Abel Ferreira and his wife, Robbie, never considered themselves political activists. But when Proposition 8 landed on November’s ballot, the Spring Valley couple did everything they could to ensure that the constitutional amendment to ban gay marriage got passed. They made phone calls. They attended prayer rallies. They fasted for 40 days. For the Ferreiras, as for so many other people motivated to action by Proposition 8, the measure wasn’t just a matter of politics. It was about family, faith and the future of the country.
“I saw it as a crossroads in our country,” said Abel, 55. “I feel like for the sake of our country and our family I had to stand up and be heard.” The family was relieved when the measure passed on Nov. 4. But since then, gay activists have fiercely protested the outcome, and the California Supreme Court has said it will consider legal challenges to Proposition 8.
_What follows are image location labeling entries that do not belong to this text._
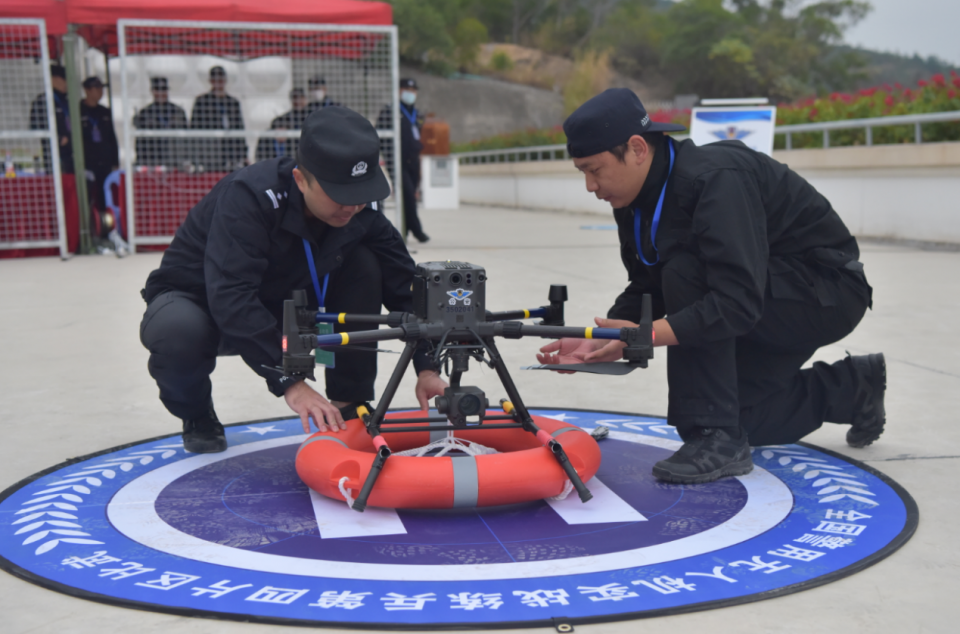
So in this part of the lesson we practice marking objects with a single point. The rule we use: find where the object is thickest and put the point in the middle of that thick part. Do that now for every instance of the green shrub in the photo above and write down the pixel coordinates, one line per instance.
(500, 61)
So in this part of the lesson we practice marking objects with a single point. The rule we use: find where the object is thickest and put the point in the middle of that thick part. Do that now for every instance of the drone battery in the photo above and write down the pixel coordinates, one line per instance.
(450, 293)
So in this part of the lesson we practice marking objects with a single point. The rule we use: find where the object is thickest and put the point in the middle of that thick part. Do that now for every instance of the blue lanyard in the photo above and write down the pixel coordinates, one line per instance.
(656, 216)
(321, 294)
(411, 117)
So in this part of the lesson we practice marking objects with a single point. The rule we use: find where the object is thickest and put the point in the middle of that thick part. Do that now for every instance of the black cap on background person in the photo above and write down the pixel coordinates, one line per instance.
(609, 120)
(341, 150)
(93, 82)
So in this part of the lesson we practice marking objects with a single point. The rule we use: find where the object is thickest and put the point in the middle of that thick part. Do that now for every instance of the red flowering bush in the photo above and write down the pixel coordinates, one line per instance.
(524, 138)
(937, 94)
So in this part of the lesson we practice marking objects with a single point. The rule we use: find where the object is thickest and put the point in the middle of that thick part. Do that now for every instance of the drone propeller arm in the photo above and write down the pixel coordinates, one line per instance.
(362, 336)
(393, 319)
(559, 332)
(523, 313)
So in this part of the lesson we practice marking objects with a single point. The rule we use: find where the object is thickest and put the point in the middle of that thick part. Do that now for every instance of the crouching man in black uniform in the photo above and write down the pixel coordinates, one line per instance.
(754, 271)
(261, 233)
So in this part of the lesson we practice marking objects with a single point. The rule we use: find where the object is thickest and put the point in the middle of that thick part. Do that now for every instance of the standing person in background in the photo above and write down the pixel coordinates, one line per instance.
(216, 110)
(271, 147)
(101, 154)
(318, 92)
(38, 120)
(410, 147)
(160, 115)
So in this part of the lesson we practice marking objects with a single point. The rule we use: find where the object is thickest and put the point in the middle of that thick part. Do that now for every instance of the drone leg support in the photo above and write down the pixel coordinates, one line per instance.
(373, 421)
(526, 420)
(383, 452)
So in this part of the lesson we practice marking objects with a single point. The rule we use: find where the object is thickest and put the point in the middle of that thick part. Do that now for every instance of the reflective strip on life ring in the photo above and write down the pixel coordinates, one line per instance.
(524, 470)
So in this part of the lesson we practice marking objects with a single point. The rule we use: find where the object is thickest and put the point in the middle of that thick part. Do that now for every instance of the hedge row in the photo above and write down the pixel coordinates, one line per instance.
(937, 94)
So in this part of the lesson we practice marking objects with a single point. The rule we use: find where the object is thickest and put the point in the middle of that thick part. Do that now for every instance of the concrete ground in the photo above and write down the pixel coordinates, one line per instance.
(73, 381)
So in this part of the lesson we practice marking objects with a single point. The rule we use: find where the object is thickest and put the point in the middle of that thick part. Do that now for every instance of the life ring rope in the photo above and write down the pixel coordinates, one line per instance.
(447, 444)
(345, 492)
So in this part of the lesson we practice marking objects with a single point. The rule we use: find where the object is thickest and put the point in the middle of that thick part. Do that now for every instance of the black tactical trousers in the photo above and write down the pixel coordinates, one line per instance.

The Ferreiras know their struggle isn’t over. “It definitely let us know that we’re in a battle,” Abel said. “When you’re in the heat of the moment, there’s no standing on the fence. You’re committed. And we’re committed to this fight.” The Ferreiras like life in their gated community in the eastern suburbs of San Diego. Their house, nestled at the end of a cul-de-sac, is comfortable, with plenty of room for them and their three grown children, who still live at home.
But the Ferreiras are afraid of what is happening to the world beyond the gates. “I’m just seeing our morals and everything just deteriorating before us,” Robbie, 49, said one recent evening. “The first time they wanted to take prayer out of schools, we as believers should have stood up,” said Abel, who was recently laid off from his job as a salesman of manufactured homes. “Every time you give them a little bit, they want more.”
The Ferreiras’ fight for Proposition 8 began less than two miles away, at Skyline Church. The family is among several thousand people who worship at the bluff-top church. Pastor Jim Garlow, one of the state’s most vocal proponents of the measure, was crucial in collecting the more than 600,000 signatures required to get the proposition on the ballot.
The divorced and remarried Ferreiras drive a Mercedes and live in a gated community, which is kind of interesting as the husband (who is so terrified about the “deteriorating morals” of this country) is a convicted drug dealer who spent years in prison and is now an unemployed mobile home salesman. How does that work? In addition to praying and fasting, the wife gave up watching Days of Our Lives to show Jeebus how much she hates the gays. Or something.